Auteure d'une Anthologie regrettable du machisme en politique, Rama Yade estime elle aussi qu'il y a une réelle "culpabilisation des victimes" et souligne la pression des partis politiques, qui poussent au silence: "Cela va salir l'image du parti", "on va susciter un dégoût de la politique si on parle", "on va faire monter le FN", sont autant d"arguments déjà entendus par celle qui vise aujourd'hui la présidentielle 2017.
Pour autant, Rama Yade reconnait qu'il est "très compliqué de réagir" face à une phrase ou un geste déplacés, et que plusieurs raisons poussent finalement à se taire:
"La première réaction, c'est la tétanie. Vous pensiez qu'il y avait des règles du jeu, basées sur la compétence et le talent, et là vous vous prenez un tacle personnel. On a du mal à s'en remettre. Ensuite se pose la question de savoir à qui en parler? Il y a peu de femmes en politique et la plupart des hommes pensent comme cela."
La peur d'une sanction, de voir sa carrière s'arrêter ou freiner, que l'on soit salariée d'un parti ou en demande d'une investiture, joue également selon Rama Yade. Sans oublier que face à des "propos qui ont pour objectif de vous affaiblir", il est difficile de se positionner en victime.
"Maintenant je parle et ils n'osent plus"
Même si le sexisme n'est pas l'apanage du monde politique, Chantal Jouanno souligne que c'est un milieu où toutes les conditions sont réunies pour que de tels comportements se développent sous couvert d'une omerta: "des femmes peu nombreuses, des hommes dominants et un milieu précaire où chacun est sujet à une vraie vulnérabilité". La sénatrice UDI, qui a notamment travaillé sur le projet de loi sur le harcèlement sexuel, rappelle ainsi que de manière générale, "les victimes de harcèlement sont jeunes, vulnérables (de par leur statut, ndlr) et qu'elles évoluent dans un milieu masculin".

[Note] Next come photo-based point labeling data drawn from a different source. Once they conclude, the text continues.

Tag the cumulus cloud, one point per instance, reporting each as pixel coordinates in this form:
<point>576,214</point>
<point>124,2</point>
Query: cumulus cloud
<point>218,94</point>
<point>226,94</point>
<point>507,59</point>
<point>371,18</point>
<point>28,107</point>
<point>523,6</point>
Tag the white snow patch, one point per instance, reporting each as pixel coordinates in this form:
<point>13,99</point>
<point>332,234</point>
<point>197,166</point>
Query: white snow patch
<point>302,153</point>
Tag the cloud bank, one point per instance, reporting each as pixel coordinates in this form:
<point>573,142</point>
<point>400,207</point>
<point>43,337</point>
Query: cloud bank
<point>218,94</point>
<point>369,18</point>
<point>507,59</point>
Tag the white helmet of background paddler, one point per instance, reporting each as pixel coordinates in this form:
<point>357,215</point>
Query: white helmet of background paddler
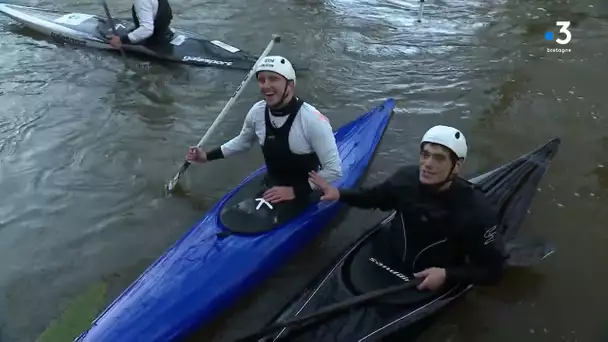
<point>449,137</point>
<point>277,64</point>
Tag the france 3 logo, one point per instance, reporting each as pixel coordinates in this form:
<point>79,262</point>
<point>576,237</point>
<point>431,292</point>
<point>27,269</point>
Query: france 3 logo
<point>563,29</point>
<point>563,37</point>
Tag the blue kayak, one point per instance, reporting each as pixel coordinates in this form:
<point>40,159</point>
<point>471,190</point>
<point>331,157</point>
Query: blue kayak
<point>238,244</point>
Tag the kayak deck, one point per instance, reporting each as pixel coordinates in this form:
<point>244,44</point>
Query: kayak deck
<point>89,30</point>
<point>363,268</point>
<point>208,270</point>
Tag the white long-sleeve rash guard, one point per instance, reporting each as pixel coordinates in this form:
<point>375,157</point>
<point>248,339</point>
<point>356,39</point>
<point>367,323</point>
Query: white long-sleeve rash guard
<point>146,12</point>
<point>310,132</point>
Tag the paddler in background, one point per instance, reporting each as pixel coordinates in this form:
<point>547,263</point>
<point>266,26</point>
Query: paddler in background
<point>437,213</point>
<point>152,19</point>
<point>295,137</point>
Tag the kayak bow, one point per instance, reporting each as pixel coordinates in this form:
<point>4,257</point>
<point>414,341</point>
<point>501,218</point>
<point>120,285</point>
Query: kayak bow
<point>90,30</point>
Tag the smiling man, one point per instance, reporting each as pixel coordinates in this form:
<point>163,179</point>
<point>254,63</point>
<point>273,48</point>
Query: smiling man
<point>295,137</point>
<point>445,230</point>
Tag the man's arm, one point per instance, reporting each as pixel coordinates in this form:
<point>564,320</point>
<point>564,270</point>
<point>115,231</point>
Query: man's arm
<point>145,14</point>
<point>321,138</point>
<point>486,261</point>
<point>240,143</point>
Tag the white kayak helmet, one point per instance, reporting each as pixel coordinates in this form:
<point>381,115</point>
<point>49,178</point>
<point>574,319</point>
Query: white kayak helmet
<point>449,137</point>
<point>278,64</point>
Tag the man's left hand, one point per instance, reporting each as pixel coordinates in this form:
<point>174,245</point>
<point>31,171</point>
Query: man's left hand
<point>115,42</point>
<point>279,194</point>
<point>433,278</point>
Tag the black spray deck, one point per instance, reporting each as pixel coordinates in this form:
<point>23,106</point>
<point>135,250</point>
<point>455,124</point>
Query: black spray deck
<point>363,269</point>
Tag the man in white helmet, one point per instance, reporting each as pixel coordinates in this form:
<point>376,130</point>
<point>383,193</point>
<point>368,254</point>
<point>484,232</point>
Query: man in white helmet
<point>295,137</point>
<point>437,211</point>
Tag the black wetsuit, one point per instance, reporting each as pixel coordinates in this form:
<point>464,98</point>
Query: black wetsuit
<point>285,168</point>
<point>162,22</point>
<point>459,220</point>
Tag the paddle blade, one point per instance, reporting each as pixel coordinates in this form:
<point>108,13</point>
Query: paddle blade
<point>170,187</point>
<point>525,252</point>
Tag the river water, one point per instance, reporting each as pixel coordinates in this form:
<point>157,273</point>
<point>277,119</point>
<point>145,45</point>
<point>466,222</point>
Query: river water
<point>86,148</point>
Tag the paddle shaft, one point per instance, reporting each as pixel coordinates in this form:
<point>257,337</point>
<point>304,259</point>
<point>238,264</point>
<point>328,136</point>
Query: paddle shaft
<point>518,250</point>
<point>237,93</point>
<point>111,21</point>
<point>331,310</point>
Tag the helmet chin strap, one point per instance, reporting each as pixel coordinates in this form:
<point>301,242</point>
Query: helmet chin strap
<point>283,97</point>
<point>437,186</point>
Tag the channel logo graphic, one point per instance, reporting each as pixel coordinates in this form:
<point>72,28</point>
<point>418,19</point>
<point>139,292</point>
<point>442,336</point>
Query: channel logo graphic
<point>563,29</point>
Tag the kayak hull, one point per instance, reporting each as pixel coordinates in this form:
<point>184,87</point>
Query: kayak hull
<point>510,187</point>
<point>204,273</point>
<point>86,30</point>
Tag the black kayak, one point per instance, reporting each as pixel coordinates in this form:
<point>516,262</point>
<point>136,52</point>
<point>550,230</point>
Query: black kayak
<point>365,294</point>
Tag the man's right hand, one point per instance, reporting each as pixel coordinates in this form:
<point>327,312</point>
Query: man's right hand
<point>196,154</point>
<point>330,193</point>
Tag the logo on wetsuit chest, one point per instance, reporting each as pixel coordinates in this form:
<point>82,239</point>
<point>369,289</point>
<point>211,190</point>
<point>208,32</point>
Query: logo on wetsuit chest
<point>262,201</point>
<point>392,271</point>
<point>489,235</point>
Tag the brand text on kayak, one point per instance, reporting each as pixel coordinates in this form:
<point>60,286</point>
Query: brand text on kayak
<point>205,60</point>
<point>66,39</point>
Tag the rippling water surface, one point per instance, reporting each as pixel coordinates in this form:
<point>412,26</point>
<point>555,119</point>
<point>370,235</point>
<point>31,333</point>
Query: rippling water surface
<point>85,148</point>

Lors de ses passages à la tribune, Chantal Jouanno se souvient avoir été sifflée pour une jupe trop courte ou avoir entendu un "elle est chiante mais elle est jolie à regarder". N'ayant jamais eu connaissance de harcèlement pur, la sénatrice de Paris a déjà accompagnée une collègue dans le bureau d'un confrère face auquel il valait mieux être deux.
"Maintenant je parle et ils n'osent plus", souligne-t-elle. Ce qui lui a permis de passer le cap? "L'assurance et la force que vous donnent votre position et votre réputation". Même si rien n'est réglé, Chantal Jouanno voit "une vraie différence entre ses débuts et maintenant". Parmi les lignes qui bougent, celle de la solidarité entre les femmes, que les trois élues interrogées jugent essentielle.
Des affaires comme celle qui touche aujourd'hui Denis Baupin peuvent aider la parole à se libérer et les mentalités à changer. Mais les élues pensent qu'il faut également créer des dispositifs spécifiques: groupes féminins dans les partis, dispositifs d'alerte et d'écoute, ou aide juridictionnelle, par exemple.